The irony is that you need sharp coding skills to review AI output effectively. If your problem-solving muscles have atrophied, your code reviews become rubber stamps. You skim the PR, it looks reasonable, you merge it. That’s how technical debt piles up silently, dead code accumulates, unnecessary dependencies creep in, and gradually you stop understanding your own codebase.

This doesn’t happen overnight. It’s a slow erosion. You don’t notice it until you need to debug something complex and realize you’re not as confident as you used to be. And once that confidence fades, your usage of AI becomes less effective too, because you can’t guide it well or evaluate what it gives you.

Staying in the loop is a form of professional maintenance. It keeps your edge.

When to Drive, When to Delegate

I’m not saying vibe coding is bad. I’m saying it’s about matching your level of involvement to the stakes of the project.

Human in the loop is for critical work. Production systems, features that affect real users, anything where bugs have real consequences. In this mode, you’re either writing the code yourself with AI assisting, or you’re reviewing AI output line by line. You understand every change before it ships. My workflow here typically looks like: review the PRD, break down tasks with AI, review the breakdown, create detailed implementation steps, then build iteratively, checking each piece as it comes together.

Human on the loop is for lower-risk work. Prototyping a new idea, generating base templates, writing throwaway scripts, or learning a new framework. In these cases, the cost of imperfect code is low. If AI produces something that’s 80% right, that’s fine, you’re exploring, not shipping. Vibe coding shines here because speed matters more than polish.

It’s not one or the other all the time.

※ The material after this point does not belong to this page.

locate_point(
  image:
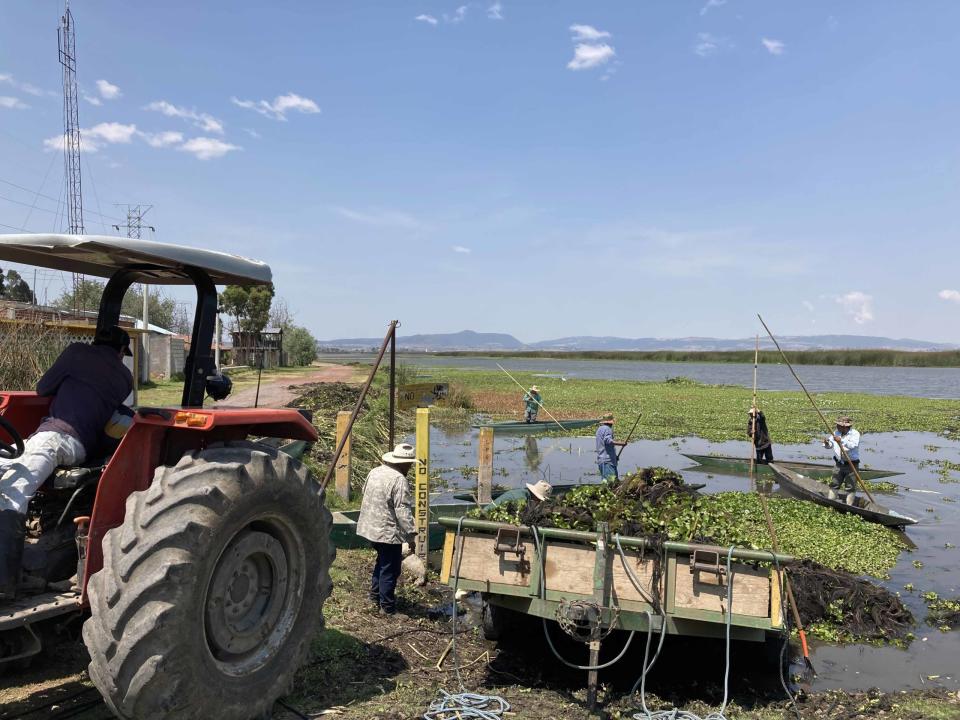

Some tasks in a critical project can still be handed off to AI. Some prototype code might need a closer look if it’s heading toward production. The point is to make that call deliberately. And honestly, getting better at knowing when to step in and when to let go is the real skill worth building.

Finding Your Balance

The developers who will thrive are the ones who learn to work with AI, not the ones who hand everything over, and not the ones who refuse to use it at all.

My challenge to you: try both approaches in your own workflow. Spend a week fully in the loop, writing code with AI as your assistant. Then spend a week on the loop, letting AI drive while you monitor. Observe what happens. Reflect honestly on what you gained and what you lost. When AI drives your full workflow, does the output truly hold up in production? Are you still sharp enough to catch what it misses?

As AI improves, the balance point will shift. But the principle won’t change: staying engaged with your craft matters. Don’t let convenience erode the skills that make you effective in the first place.